A maioria das queixas dos usuários se centra no Claude Code, a ferramenta de codificação impulsionada por IA da Anthropic, que se tornou um dos produtos mais populares e de mais rápido crescimento da empresa.

Lançado no início de 2025, o Claude Code opera como um agente de linha de comando que pode ler, escrever e executar código autonomamente dentro do ambiente de um desenvolvedor. Desde seu lançamento, foi amplamente adotado por desenvolvedores individuais e grandes equipes de engenharia em empresas que confiam nele para tarefas de codificação complexas e em várias etapas.

As recentes mudanças no desempenho do Claude Code ganharam ampla atenção nas redes sociais, graças a uma análise no GitHub aparentemente feita por Stella Laurenzo, uma diretora sênior de IA na AMD. Em uma análise amplamente compartilhada, Laurenzo afirmou que as mudanças tornaram o Claude “inutilizável para tarefas de engenharia complexas.”

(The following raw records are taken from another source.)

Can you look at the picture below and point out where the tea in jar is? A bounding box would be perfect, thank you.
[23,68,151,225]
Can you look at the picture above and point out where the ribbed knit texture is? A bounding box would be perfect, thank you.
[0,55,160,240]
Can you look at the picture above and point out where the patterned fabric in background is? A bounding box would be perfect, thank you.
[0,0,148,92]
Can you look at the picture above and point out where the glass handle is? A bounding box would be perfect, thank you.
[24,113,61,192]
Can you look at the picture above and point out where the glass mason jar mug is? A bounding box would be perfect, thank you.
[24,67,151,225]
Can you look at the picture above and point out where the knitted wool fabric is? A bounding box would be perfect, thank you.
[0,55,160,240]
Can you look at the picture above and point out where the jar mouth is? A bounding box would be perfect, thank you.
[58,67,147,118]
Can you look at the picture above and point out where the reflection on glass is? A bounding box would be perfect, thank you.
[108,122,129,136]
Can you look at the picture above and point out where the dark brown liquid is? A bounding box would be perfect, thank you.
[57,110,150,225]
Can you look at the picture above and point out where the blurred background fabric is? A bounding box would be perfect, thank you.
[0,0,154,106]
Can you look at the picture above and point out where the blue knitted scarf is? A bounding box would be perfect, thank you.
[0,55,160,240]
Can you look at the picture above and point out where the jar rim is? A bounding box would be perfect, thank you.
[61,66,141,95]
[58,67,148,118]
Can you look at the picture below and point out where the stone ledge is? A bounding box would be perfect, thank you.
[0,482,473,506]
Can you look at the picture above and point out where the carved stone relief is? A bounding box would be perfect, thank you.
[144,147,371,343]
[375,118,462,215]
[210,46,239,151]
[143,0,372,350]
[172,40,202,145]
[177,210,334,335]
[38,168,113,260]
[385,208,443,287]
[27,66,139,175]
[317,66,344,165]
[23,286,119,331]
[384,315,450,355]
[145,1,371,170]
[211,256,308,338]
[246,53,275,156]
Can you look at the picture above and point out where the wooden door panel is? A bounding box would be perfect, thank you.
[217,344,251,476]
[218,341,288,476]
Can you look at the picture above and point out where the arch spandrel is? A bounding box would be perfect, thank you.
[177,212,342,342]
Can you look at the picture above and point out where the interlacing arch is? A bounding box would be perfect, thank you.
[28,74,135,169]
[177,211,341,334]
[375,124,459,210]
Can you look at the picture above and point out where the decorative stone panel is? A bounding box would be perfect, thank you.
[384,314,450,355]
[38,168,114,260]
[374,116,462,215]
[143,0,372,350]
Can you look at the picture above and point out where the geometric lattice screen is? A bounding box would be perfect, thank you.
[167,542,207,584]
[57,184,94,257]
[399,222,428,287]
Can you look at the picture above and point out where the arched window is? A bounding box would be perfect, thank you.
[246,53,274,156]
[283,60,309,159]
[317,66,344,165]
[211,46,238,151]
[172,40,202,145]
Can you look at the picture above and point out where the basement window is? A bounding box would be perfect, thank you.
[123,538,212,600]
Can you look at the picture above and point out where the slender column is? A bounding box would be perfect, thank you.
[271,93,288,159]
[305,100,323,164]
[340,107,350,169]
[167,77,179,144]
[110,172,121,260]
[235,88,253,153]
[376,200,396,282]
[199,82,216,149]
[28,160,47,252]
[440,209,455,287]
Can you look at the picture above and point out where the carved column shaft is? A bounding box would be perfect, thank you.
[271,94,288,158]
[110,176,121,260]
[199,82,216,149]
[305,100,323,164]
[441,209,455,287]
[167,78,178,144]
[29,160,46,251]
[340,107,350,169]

Em sua análise, ela constatou que, entre o final de fevereiro e o início de março, Claude passou de uma abordagem “prioritária para pesquisa”—lendo vários arquivos e reunindo contexto antes de fazer alterações—para um estilo “editar primeiro” mais direto. O modelo lê menos contexto antes de agir, comete mais erros e requer significativamente mais intervenção do usuário, de acordo com a análise. A análise também aponta para um aumento em comportamentos como parar muito cedo, evitar responsabilidades ou solicitar permissões desnecessárias, que está ligado a uma redução na profundidade do “pensamento” ao longo do mesmo período.

“Claude regrediu a ponto de não poder ser confiável para realizar engenharia complexa,” escreveu ela.

Em um comentário em resposta à análise, Cherny da Anthropic afirmou que a análise provavelmente está interpretando mal pelo menos uma parte dos dados, alegando que o raciocínio do modelo não foi reduzido, mas que a Anthropic fez uma mudança para que o “rastro de raciocínio” completo do modelo não seja mais visível para o usuário.

No entanto, Laurenzo não é a única que tem enfrentado problemas com a ferramenta.

“Tive sessões incrivelmente frustrantes com o Claude Code nas últimas duas semanas,” escreveu Dimitris Papailiopoulos, um gerente de pesquisa principal na Microsoft, no X. “Defini o esforço no máximo, mas está extremamente desleixado, ignora instruções e repete erros.”